France

Précarité, désert médical... En colère, les urgentistes poursuivent la grève en été

La grève des urgentistes se poursuit dans de nombreux hôpitaux depuis près de cinq mois. Initié en région parisienne en mars 2019, le mouvement social s'est étendu en province. RT France fait le point avec des acteurs et observateurs de la lutte.

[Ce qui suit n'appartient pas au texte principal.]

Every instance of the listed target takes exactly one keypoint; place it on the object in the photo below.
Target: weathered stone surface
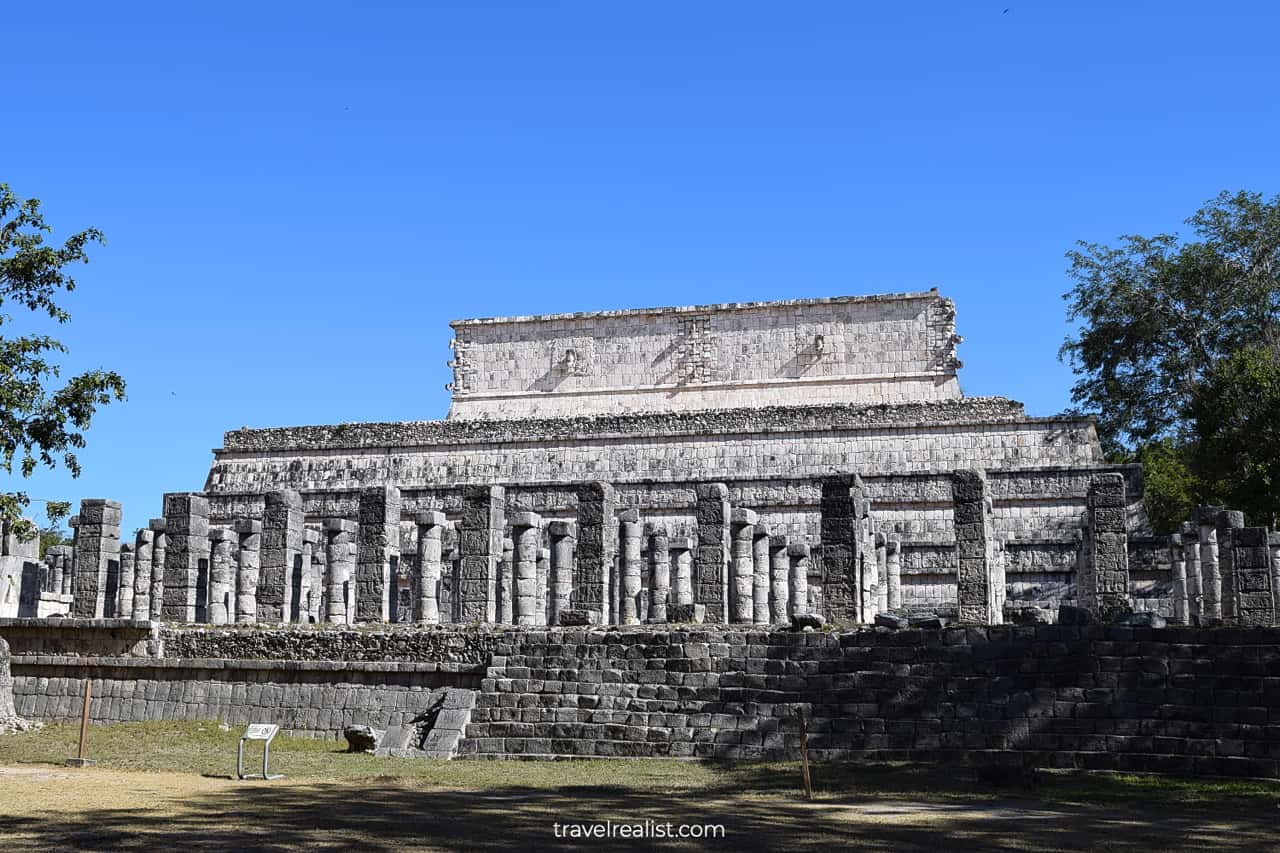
(362, 738)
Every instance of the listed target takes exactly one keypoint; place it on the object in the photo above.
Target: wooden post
(81, 761)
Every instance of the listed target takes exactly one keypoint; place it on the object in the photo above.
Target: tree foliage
(1157, 315)
(1173, 338)
(1235, 451)
(42, 420)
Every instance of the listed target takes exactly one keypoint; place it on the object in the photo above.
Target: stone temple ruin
(705, 474)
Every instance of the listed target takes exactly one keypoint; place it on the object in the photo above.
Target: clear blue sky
(300, 196)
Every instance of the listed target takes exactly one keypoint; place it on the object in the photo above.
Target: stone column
(881, 573)
(186, 553)
(1225, 525)
(248, 566)
(894, 573)
(222, 578)
(682, 560)
(97, 559)
(319, 575)
(799, 582)
(142, 569)
(341, 562)
(1211, 580)
(526, 536)
(712, 552)
(976, 573)
(306, 587)
(1178, 569)
(430, 528)
(1248, 576)
(159, 555)
(544, 568)
(69, 575)
(282, 551)
(760, 575)
(480, 547)
(597, 547)
(659, 574)
(743, 565)
(562, 536)
(378, 553)
(124, 606)
(507, 582)
(1274, 543)
(1104, 584)
(841, 547)
(1191, 560)
(59, 568)
(780, 571)
(631, 532)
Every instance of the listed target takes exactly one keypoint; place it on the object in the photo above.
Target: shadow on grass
(384, 813)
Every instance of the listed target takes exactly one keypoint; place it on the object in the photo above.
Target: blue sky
(298, 197)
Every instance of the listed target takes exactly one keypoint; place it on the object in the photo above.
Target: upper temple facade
(842, 350)
(767, 398)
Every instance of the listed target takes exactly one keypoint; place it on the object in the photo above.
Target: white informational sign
(261, 731)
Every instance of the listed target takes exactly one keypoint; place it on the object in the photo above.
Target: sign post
(263, 731)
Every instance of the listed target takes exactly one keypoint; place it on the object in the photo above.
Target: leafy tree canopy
(1176, 356)
(42, 420)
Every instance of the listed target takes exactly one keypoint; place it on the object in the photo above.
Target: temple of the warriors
(664, 532)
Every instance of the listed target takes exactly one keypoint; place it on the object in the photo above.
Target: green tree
(1235, 452)
(1161, 325)
(42, 420)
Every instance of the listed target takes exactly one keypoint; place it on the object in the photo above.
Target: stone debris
(362, 738)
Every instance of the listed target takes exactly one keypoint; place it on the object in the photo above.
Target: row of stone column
(1224, 570)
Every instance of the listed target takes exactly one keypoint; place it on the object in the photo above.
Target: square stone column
(480, 536)
(282, 553)
(597, 547)
(1191, 565)
(780, 582)
(430, 529)
(712, 556)
(842, 547)
(979, 600)
(1178, 570)
(1211, 578)
(222, 578)
(631, 533)
(682, 568)
(563, 536)
(798, 582)
(311, 583)
(186, 516)
(760, 574)
(1104, 583)
(341, 564)
(894, 571)
(1247, 583)
(159, 555)
(97, 559)
(124, 598)
(659, 573)
(526, 534)
(142, 556)
(248, 569)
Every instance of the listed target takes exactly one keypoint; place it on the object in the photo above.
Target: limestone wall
(1175, 699)
(882, 349)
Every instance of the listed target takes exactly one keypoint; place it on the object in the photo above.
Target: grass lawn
(169, 784)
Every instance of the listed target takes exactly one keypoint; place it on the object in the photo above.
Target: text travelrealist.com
(639, 830)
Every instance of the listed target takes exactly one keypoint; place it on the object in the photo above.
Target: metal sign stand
(263, 731)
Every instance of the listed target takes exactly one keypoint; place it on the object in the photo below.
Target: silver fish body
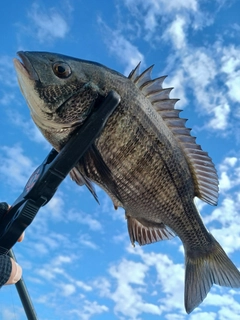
(145, 158)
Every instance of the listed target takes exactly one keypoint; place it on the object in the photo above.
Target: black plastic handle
(45, 180)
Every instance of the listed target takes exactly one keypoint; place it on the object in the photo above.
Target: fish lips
(25, 66)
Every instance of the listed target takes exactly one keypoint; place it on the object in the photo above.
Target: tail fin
(203, 269)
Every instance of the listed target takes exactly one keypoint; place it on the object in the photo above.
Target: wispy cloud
(47, 24)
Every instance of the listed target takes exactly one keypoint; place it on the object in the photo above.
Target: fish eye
(61, 70)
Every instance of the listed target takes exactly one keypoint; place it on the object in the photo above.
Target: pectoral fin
(145, 232)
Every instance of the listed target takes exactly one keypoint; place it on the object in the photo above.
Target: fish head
(51, 84)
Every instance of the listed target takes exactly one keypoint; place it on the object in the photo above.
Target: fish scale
(145, 159)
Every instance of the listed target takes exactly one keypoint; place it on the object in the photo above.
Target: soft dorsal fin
(145, 232)
(200, 164)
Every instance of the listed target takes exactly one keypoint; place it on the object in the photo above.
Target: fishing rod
(44, 182)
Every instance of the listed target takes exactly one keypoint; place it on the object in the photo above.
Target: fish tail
(205, 267)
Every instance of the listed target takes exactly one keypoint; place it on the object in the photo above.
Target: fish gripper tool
(45, 180)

Au mois de mars 2019 débutait un mouvement de contestation d'une ampleur inédite au sein des services français d'urgences hospitalières. Témoignant d'un profond malaise dans la profession, et massivement plébiscitée par les citoyens français selon un sondage daté de fin juin, la grève des urgentistes suit son cours en cette période estivale. Des commentateurs et acteurs du mouvement social en ont exposé leur analyse à l'antenne de RT France.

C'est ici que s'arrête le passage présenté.